I. Introduction
When submitted to the server cluster running Storm Topology, first need to package the project. The main comparative analysis of various paper packaging way, and package items that need attention process will be described. There are three main ways packages:
- The first: without any plug-ins, direct use mvn package packing;
- The second: using maven-assembly-plugin package your plug;
- Third: using maven-shade-plugin packaged.
The following are described in detail.
二、mvn package
2.1 mvn package limitations
POM not plug any configuration, direct use mvn package
for packaging items, it is possible for no external dependencies of the project.
But if the project uses a third-party JAR package, there will be a problem, because the mvn package
JAR after the package does not contain is dependent on the package, if you commit at this time to run on the server, there will not find a third-party dependent abnormal .
If you want to package this way, but it uses a third-party JAR, there is no solution?
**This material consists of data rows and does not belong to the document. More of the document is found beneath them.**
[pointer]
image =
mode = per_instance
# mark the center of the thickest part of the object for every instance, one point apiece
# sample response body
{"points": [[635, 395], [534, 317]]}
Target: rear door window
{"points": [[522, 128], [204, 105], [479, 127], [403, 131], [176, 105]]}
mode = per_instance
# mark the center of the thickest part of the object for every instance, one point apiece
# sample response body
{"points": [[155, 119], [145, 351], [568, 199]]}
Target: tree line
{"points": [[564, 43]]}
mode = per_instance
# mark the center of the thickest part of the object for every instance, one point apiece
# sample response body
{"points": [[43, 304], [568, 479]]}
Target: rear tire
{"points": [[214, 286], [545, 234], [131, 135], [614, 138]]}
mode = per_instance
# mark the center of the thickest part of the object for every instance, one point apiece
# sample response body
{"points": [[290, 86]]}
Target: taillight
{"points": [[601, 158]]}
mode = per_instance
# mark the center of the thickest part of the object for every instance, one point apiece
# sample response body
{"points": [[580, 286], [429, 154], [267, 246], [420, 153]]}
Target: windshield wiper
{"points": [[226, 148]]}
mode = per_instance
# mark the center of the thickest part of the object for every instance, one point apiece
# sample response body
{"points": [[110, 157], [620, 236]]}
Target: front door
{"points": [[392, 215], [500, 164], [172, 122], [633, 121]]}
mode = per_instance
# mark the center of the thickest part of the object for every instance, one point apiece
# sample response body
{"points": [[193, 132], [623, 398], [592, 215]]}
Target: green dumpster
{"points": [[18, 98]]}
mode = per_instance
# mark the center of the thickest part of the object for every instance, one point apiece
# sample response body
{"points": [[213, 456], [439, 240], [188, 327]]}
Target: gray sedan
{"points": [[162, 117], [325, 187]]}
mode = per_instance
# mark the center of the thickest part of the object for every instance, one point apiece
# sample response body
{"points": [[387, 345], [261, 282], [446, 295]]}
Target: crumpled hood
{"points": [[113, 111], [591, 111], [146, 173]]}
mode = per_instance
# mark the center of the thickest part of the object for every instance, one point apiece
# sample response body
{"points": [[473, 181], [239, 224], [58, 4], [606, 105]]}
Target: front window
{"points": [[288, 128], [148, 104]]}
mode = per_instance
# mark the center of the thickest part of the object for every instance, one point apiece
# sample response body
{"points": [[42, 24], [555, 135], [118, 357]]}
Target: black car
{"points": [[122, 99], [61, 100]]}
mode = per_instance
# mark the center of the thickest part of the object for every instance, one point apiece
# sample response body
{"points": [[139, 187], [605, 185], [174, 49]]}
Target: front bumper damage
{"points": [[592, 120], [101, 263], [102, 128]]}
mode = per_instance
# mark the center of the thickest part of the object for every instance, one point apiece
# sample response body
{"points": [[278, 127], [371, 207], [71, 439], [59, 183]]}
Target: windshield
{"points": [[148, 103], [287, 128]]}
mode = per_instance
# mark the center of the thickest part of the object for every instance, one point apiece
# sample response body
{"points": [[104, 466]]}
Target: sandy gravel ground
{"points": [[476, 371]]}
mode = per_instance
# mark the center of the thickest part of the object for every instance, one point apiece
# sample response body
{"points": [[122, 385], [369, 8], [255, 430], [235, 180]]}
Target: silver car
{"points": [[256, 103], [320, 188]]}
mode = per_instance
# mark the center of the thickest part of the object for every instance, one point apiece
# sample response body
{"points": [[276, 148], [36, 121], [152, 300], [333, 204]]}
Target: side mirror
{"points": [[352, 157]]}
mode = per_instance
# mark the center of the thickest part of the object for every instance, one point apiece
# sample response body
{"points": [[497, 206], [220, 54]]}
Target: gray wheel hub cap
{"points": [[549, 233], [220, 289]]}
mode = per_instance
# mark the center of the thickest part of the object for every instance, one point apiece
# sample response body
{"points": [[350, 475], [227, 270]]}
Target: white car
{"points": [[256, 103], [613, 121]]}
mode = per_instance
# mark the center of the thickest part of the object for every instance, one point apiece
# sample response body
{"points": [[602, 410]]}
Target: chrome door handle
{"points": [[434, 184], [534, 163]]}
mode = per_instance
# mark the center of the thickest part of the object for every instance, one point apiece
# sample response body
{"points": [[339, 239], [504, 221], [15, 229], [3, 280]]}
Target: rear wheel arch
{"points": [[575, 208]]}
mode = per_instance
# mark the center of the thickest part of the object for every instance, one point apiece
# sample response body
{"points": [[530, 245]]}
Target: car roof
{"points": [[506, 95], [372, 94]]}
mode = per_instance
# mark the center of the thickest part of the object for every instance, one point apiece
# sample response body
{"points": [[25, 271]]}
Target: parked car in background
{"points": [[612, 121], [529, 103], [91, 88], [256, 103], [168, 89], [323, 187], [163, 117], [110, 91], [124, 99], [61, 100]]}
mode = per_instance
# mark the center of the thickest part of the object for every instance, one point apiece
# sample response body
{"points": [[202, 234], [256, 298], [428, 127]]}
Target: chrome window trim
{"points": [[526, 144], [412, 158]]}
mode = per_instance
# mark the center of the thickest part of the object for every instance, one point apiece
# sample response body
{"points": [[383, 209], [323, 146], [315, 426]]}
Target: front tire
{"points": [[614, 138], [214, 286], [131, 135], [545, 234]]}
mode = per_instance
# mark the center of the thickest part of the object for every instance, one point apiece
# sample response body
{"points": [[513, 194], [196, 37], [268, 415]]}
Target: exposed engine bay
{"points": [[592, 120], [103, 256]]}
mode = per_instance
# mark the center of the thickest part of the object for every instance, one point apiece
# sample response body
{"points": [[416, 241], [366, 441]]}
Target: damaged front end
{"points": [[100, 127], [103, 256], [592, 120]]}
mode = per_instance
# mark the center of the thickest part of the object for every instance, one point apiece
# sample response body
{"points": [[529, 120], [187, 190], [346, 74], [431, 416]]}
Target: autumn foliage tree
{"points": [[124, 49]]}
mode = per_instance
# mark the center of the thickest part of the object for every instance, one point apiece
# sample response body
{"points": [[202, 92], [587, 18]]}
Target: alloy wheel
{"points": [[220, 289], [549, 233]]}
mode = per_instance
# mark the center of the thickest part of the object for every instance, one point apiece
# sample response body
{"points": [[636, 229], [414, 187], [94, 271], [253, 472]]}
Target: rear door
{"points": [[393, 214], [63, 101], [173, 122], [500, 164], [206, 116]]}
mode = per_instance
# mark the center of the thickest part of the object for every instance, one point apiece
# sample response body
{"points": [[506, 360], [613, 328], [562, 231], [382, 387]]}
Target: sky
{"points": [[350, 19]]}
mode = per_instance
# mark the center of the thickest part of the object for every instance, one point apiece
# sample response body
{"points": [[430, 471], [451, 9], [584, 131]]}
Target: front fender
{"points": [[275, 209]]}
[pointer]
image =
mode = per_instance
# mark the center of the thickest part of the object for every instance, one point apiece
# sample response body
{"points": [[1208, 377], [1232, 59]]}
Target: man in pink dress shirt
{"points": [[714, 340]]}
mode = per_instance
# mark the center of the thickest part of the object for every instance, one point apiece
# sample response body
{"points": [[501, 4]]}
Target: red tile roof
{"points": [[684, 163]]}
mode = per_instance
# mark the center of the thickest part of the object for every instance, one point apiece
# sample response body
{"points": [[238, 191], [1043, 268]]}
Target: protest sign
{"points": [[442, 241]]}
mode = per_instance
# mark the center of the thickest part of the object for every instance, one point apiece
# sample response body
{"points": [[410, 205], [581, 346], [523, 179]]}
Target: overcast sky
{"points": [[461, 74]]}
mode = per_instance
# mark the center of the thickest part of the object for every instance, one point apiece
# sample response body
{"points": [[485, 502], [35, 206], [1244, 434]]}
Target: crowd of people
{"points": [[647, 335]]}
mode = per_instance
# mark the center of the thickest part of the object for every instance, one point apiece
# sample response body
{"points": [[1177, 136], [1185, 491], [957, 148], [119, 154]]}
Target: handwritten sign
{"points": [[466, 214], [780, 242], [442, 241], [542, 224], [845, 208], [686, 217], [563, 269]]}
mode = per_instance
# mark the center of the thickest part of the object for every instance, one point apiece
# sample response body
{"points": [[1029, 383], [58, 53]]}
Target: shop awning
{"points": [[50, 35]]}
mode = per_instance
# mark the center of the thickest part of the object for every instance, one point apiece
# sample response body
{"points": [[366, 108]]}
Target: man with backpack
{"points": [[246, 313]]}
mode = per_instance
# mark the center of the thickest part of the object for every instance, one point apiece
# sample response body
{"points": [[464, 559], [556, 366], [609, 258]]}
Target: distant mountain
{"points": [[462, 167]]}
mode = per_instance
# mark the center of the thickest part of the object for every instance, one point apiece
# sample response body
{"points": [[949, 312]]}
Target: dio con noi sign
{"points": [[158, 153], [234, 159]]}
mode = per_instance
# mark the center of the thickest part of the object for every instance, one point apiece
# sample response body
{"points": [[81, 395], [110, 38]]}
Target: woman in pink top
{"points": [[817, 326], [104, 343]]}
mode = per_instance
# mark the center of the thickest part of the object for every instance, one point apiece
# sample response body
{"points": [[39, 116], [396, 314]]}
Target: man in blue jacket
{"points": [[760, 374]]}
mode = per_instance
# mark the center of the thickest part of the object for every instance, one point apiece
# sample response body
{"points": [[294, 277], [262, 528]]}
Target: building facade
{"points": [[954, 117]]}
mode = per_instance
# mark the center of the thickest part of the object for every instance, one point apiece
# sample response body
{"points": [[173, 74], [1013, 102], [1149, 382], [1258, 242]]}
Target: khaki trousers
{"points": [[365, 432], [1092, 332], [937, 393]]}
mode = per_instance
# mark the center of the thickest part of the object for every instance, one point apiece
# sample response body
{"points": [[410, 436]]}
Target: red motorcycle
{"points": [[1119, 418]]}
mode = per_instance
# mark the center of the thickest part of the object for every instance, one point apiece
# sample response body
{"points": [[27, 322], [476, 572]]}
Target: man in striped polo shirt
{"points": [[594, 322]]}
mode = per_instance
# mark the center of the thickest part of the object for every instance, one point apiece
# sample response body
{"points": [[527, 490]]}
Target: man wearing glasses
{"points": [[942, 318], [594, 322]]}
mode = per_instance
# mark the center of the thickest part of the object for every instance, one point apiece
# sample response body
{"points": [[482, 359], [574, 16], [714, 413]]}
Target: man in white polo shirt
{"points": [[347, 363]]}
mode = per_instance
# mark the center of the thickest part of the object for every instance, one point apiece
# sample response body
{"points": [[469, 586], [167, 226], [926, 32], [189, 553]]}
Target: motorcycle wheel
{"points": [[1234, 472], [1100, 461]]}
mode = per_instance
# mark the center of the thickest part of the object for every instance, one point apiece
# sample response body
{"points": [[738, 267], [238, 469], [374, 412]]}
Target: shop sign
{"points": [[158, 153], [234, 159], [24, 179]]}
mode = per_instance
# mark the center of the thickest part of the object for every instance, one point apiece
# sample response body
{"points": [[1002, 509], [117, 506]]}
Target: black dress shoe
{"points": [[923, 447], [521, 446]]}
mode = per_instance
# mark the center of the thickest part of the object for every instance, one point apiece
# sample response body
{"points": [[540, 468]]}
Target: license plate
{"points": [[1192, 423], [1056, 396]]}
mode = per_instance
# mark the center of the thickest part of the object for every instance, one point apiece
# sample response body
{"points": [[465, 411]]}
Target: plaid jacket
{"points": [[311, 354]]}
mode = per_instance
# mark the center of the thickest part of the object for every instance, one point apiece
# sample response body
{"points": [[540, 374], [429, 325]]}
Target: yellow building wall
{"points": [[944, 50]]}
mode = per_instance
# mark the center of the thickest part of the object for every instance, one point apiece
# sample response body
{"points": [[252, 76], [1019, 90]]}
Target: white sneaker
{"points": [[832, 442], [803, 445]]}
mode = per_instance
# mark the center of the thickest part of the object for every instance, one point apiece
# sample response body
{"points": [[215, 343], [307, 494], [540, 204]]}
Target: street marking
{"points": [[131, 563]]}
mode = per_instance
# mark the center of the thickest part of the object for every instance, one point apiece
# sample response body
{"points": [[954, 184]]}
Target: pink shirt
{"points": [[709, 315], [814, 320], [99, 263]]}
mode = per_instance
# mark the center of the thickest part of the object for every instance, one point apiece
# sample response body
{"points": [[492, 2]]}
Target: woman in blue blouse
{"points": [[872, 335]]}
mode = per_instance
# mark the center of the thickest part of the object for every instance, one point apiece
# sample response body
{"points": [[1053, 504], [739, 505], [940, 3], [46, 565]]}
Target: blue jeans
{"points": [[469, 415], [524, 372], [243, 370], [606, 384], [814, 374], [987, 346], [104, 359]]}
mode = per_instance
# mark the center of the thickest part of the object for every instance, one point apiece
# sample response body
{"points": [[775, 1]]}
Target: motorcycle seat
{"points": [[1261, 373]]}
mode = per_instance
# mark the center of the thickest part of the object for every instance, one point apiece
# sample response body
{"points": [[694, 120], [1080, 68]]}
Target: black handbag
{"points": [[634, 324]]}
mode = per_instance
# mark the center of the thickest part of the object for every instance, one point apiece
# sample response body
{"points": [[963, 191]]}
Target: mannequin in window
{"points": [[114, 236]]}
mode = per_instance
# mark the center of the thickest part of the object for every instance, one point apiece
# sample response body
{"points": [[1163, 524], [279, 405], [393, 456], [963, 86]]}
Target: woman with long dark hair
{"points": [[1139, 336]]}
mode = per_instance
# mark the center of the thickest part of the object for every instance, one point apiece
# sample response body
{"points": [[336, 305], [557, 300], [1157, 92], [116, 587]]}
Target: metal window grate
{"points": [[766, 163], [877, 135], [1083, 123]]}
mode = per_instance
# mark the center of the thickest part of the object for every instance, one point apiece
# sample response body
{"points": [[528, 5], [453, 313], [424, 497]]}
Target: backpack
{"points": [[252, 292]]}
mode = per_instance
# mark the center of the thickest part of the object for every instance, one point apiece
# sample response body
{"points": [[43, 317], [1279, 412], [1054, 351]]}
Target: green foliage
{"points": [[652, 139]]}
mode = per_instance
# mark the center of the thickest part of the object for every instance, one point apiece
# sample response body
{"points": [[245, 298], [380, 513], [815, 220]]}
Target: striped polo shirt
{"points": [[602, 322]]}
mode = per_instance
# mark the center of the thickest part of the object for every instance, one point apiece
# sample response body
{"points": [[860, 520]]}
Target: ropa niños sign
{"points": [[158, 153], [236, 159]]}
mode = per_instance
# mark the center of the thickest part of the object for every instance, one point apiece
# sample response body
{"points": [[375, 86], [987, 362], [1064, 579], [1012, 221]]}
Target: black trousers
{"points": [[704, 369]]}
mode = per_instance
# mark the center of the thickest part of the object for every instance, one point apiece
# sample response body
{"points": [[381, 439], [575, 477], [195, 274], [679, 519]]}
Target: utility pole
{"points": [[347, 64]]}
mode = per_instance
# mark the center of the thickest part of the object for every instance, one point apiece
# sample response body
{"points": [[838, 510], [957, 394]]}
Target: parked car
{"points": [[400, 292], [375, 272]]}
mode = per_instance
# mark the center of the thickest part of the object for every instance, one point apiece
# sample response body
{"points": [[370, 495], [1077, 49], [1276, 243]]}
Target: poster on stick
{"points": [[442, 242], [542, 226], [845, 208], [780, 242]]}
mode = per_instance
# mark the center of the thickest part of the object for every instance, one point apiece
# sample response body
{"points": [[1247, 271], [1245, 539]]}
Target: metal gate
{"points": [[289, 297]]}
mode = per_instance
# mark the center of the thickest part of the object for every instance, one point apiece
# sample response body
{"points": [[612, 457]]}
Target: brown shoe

The answer is yes, which is the official document of the Command Line Client has to explain the chapter, the main solution is as follows.
2.2 Solution
In use storm jar
when submitting Topology, you can use the following third-party dependent manner specified:
- If a third-party JAR package locally, you can use
--jars
to specify; - If a third-party remote central warehouse in JAR packages can be used
--artifacts
to specify at this time if you want to exclude certain dependencies can use^
symbols. After specifying the Storm will automatically be downloaded to a central warehouse and then cached locally; - If a third-party JAR package in other warehouses, you also need
--artifactRepositories
to specify the repository address, name and address of the library to use^
delimited.
The following is an example of a command containing the above three conditions:
./bin/storm jar example/storm-starter/storm-starter-topologies-*.jar \
org.apache.storm.starter.RollingTopWords blobstore-remote2 remote \
--jars "./external/storm-redis/storm-redis-1.1.0.jar,./external/storm-kafka/storm-kafka-1.1.0.jar" \
--artifacts "redis.clients:jedis:2.9.0,org.apache.kafka:kafka_2.10:0.8.2.2^org.slf4j:slf4j-log4j12" \
--artifactRepositories "jboss-repository^http://repository.jboss.com/maven2, \
HDPRepo^http://repo.hortonworks.com/content/groups/public/"
复制代码
This approach is based on a case where you can connect to the external network, if you can not connect to the server outside the network, or if you want to be able to project a directly packaged ALL IN ONE
in the JAR, i.e., contains all the relevant dependent, can be used at this time are described below the two plug-ins.
Three, maven-assembly-plugin plugin
maven-assembly-plugin package method is described in official documents, from official documents: Running ON A Production's Cluster Topologies
If you're using Maven, the Maven Assembly Plugin can do the packaging for you. Just add this to your pom.xml:
<plugin> <artifactId>maven-assembly-plugin</artifactId> <configuration> <descriptorRefs> <descriptorRef>jar-with-dependencies</descriptorRef> </descriptorRefs> <archive> <manifest> <mainClass>com.path.to.main.Class</mainClass> </manifest> </archive> </configuration> </plugin> 复制代码
Then run mvn assembly:assembly to get an appropriately packaged jar. Make sure you exclude the Storm jars since the cluster already has Storm on the classpath.
Official documentation describes the following main points:
- Use maven-assembly-plugin can put together all the dependencies are driven into the final JAR;
- The need to exclude Storm jars Storm cluster environment has been provided;
- By
<mainClass>
designated primary inlet class label; - By
<descriptorRef>
tag specifies packaging configuration.
jar-with-dependencies
Maven is a pre-defined a basic configuration package, which is an XML file as follows:
<assembly xmlns="http://maven.apache.org/ASSEMBLY/2.0.0"
xmlns:xsi="http://www.w3.org/2001/XMLSchema-instance"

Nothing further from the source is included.